I shook my head. “Not yet, but hopefully I won’t fall asleep because that would be real embarrassing.”
Mr. Overprotective shot me a side look.
We’d gone to my OB-GYN before planning our trip, but I knew he was still apprehensive about the whole thing even though we had driven. Because of my age, I was at high-risk, but luckily I was healthy in every other way, and it was still early on. I wasn’t planning on going anywhere for a while after this. My aunt and uncle were planning on visiting us next. They visited every year.
We stopped at a fancy car I was sure I’d been in before, and he gave my back a little rub. “Have fun.”
“I will. I want to do this just this one time and never again. I’ll probably have enough makeup left over on my face for the next decade anyway.”
His twisting mouth lit up my world like it always did. “You deserve it, angel.” He leaned in and lightly brushed his lips across mine. “Love you.”
And just like it had the first few times he’d said those words, my body reacted the same way: like his verbal declaration of love was some kind of addictive drug it needed to survive. The truth was, I didn’t think I’d know how to keep going without it anymore. For a man who hadn’t used the L-word very often in the past, he wasn’t stingy with it any longer. I heard it every morning and every night. I heard him say it to Azalia in quiet little whispers. He said it to Amos on the phone. My favorite lately was when he mouthed it against my stomach.
So it was second nature to pull him back down to me and tell him I loved him right back. Because a man who could spread so much of it out with not just his actions but with his words too, needed to hear it right back. And that was a job I would gladly take.
A loud whistle had us pulling away to find Yuki there, shaking her head. “You two, you make me sick with happiness.”
I snickered and went up to my toes, kissing him again. Rhodes smiled. “Text me when you’re on your way back.”
“I will.”
I smiled back at him and ducked into the car, clutching my purse as Yuki slid in after me, giving Rhodes a hug on the way. She smiled as she settled in, her manager squeezing in as well. “I love seeing you this happy, Ora.”
My exhale was choppy with the joy in my chest. “I like feeling this happy.”
The last few years had been the happiest of my life.
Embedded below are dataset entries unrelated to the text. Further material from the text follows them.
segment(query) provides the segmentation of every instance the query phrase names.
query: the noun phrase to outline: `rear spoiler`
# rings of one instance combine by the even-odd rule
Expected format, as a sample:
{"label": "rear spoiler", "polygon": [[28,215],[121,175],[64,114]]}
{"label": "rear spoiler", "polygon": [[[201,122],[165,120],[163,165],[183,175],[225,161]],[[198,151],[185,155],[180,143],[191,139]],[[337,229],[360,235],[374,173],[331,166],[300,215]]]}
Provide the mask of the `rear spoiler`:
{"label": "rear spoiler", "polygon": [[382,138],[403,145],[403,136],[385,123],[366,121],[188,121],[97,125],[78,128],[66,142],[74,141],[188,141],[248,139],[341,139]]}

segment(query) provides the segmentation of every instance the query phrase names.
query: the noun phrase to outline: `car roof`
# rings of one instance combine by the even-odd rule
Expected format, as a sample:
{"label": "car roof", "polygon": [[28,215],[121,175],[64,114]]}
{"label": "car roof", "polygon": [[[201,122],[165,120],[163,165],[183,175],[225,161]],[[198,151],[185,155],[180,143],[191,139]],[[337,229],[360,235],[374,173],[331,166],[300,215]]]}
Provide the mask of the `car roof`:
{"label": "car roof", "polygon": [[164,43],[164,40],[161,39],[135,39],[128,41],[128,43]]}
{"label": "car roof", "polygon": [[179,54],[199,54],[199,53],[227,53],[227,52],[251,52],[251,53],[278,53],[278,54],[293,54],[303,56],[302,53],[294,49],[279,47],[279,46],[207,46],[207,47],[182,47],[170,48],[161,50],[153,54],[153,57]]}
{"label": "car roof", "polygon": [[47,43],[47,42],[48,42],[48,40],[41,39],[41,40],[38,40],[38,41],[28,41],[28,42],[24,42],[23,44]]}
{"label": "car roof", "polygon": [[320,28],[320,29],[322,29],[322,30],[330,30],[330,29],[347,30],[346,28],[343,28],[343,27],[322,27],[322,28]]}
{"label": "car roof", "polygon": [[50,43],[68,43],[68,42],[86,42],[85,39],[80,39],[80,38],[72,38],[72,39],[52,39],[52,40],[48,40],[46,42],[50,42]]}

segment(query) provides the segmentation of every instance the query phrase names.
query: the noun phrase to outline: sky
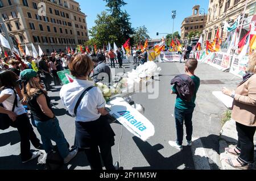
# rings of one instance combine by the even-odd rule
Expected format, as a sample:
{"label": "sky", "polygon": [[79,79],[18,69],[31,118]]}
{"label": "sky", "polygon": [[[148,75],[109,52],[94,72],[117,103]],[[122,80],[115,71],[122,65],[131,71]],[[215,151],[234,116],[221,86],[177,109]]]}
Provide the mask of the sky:
{"label": "sky", "polygon": [[[88,29],[95,25],[97,15],[106,10],[106,1],[103,0],[76,0],[80,4],[82,11],[87,15]],[[184,19],[192,14],[194,5],[200,5],[207,14],[209,0],[125,0],[127,3],[123,7],[130,15],[131,27],[145,26],[151,39],[161,38],[166,35],[156,36],[156,32],[172,33],[173,20],[171,11],[176,10],[174,32],[179,31]],[[204,14],[204,10],[201,10]]]}

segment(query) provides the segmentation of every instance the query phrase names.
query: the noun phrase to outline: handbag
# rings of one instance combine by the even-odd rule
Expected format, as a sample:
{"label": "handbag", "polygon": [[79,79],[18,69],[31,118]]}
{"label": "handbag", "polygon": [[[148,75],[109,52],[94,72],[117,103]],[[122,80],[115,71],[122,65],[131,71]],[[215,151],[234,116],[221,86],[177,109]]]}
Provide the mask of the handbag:
{"label": "handbag", "polygon": [[[14,112],[14,110],[15,108],[15,107],[17,106],[18,104],[18,99],[17,99],[17,95],[16,94],[16,91],[11,88],[10,88],[12,89],[14,91],[15,94],[15,99],[14,99],[14,102],[13,103],[13,110],[11,111]],[[0,104],[0,106],[3,108],[3,106],[2,104]],[[11,123],[13,121],[13,120],[9,117],[7,114],[3,113],[0,113],[0,129],[1,130],[5,130],[8,128],[9,128]]]}

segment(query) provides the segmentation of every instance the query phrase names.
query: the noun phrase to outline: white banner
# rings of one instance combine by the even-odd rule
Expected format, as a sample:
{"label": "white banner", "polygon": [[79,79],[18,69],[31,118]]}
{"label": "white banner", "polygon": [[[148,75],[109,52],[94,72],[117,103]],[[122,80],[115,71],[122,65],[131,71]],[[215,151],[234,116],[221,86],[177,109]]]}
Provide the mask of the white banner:
{"label": "white banner", "polygon": [[177,52],[161,52],[160,54],[160,62],[180,62],[180,60],[183,61],[184,58],[182,58],[182,55]]}
{"label": "white banner", "polygon": [[3,47],[11,49],[11,46],[10,46],[9,43],[8,42],[7,40],[6,40],[5,37],[4,37],[3,35],[2,35],[1,33],[0,33],[0,41]]}
{"label": "white banner", "polygon": [[153,124],[122,98],[115,98],[109,102],[106,108],[129,131],[145,141],[155,134]]}
{"label": "white banner", "polygon": [[248,56],[244,56],[240,58],[238,54],[234,54],[229,72],[239,77],[242,78],[246,73],[246,65],[248,61]]}
{"label": "white banner", "polygon": [[[207,64],[217,68],[219,70],[224,71],[230,68],[232,56],[223,52],[212,53],[214,56],[212,56],[212,58]],[[213,58],[212,58],[214,57]]]}

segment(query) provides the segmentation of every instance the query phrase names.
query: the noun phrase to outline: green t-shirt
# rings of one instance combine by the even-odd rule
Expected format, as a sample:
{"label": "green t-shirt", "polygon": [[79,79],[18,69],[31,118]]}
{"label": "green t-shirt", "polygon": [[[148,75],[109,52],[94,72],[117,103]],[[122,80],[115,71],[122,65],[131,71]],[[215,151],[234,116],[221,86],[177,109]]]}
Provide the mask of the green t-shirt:
{"label": "green t-shirt", "polygon": [[[185,100],[183,100],[180,98],[180,96],[177,94],[177,98],[176,99],[175,107],[180,110],[187,110],[189,109],[193,109],[196,107],[196,93],[197,93],[198,89],[200,86],[200,79],[199,77],[196,75],[191,76],[191,78],[195,83],[195,91],[192,96],[192,100],[190,102],[188,102]],[[172,91],[174,93],[177,93],[177,87],[176,85],[174,85],[172,88]]]}

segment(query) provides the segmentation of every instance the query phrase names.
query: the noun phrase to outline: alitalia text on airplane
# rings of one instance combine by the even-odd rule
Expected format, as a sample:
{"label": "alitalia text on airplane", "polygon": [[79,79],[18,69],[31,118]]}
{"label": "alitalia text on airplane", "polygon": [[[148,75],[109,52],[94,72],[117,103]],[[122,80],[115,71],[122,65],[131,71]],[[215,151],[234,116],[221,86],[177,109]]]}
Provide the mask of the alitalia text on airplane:
{"label": "alitalia text on airplane", "polygon": [[129,122],[130,122],[135,127],[137,128],[139,131],[143,131],[147,129],[147,128],[141,122],[139,122],[134,119],[134,116],[131,115],[130,111],[120,111],[118,113],[125,117]]}

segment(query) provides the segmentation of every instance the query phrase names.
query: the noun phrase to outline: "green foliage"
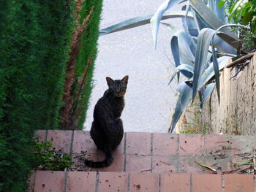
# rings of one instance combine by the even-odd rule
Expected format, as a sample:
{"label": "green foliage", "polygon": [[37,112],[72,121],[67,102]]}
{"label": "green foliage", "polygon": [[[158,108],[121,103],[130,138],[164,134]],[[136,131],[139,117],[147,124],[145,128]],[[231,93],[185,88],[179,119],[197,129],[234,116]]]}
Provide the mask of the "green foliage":
{"label": "green foliage", "polygon": [[256,38],[256,1],[232,0],[227,3],[227,0],[222,0],[219,2],[219,7],[222,7],[225,2],[229,21],[233,20],[236,23],[249,25],[250,33],[246,34],[246,40],[250,39],[252,41],[252,38]]}
{"label": "green foliage", "polygon": [[58,128],[71,2],[0,2],[0,191],[25,191],[34,130]]}
{"label": "green foliage", "polygon": [[80,23],[93,12],[83,31],[80,52],[77,57],[75,69],[75,82],[72,96],[74,98],[73,114],[76,128],[82,129],[86,118],[89,99],[92,89],[94,63],[97,54],[97,40],[102,0],[85,1],[80,12]]}
{"label": "green foliage", "polygon": [[36,142],[32,157],[35,162],[35,169],[63,171],[71,166],[71,156],[55,151],[52,142],[40,142],[38,139]]}

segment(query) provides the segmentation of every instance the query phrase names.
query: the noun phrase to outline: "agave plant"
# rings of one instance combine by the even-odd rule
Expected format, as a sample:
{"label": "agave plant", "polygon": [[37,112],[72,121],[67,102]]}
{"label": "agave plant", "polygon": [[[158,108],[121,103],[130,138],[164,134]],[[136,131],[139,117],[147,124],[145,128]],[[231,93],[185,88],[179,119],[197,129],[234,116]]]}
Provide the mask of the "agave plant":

It was Rhodes, Amos, and Azalia, of course, but it was also the whole town in general. My life in general. I’d settled in. It was home. I had family and friends. And I got to see them all the time when they came to visit the shop.
I still worked there.
I owned it now actually.
Mr. Nez had gotten even more ill about two years ago, and Clara had admitted that she needed money for his treatment—adding in a sharp look when I’d opened my mouth to offer to help financially, so I’d closed it immediately—but also admitting that her heart wasn’t in the store anymore and she was considering selling it. She wanted to go back to nursing. I loved working at the store, and I figured, why not?
So that’s what we did. I bought it. Jackie was commuting to school in Durango and helped me. I hired Amos when he was home. And I’d hired a couple more people who moved into town.
Buying it had been a terrific decision.
Just like having an addition built to our house had been.
Then again, just about every decision I’d made since that night in Moab when I had decided to drive to, and possibly settle in, Pagosa had been a great one.
*
“Your face when you won was priceless,” Yuki’s dad chuckled hours later.
His daughter laughed, pushing her chair back. “We were both half asleep when they announced the category, and I had no idea what was going on until I saw the screen with my name on it,” she admitted.
It was the truth.
We had gotten dropped off at the sports bar where the men in our lives had hung out during the awards ceremony. I had assumed she would want to go to one of the after-parties, especially after winning album of the year, but she had shrugged me off with a look of horror and said, “I’m starving, and I’d rather see my daddy.”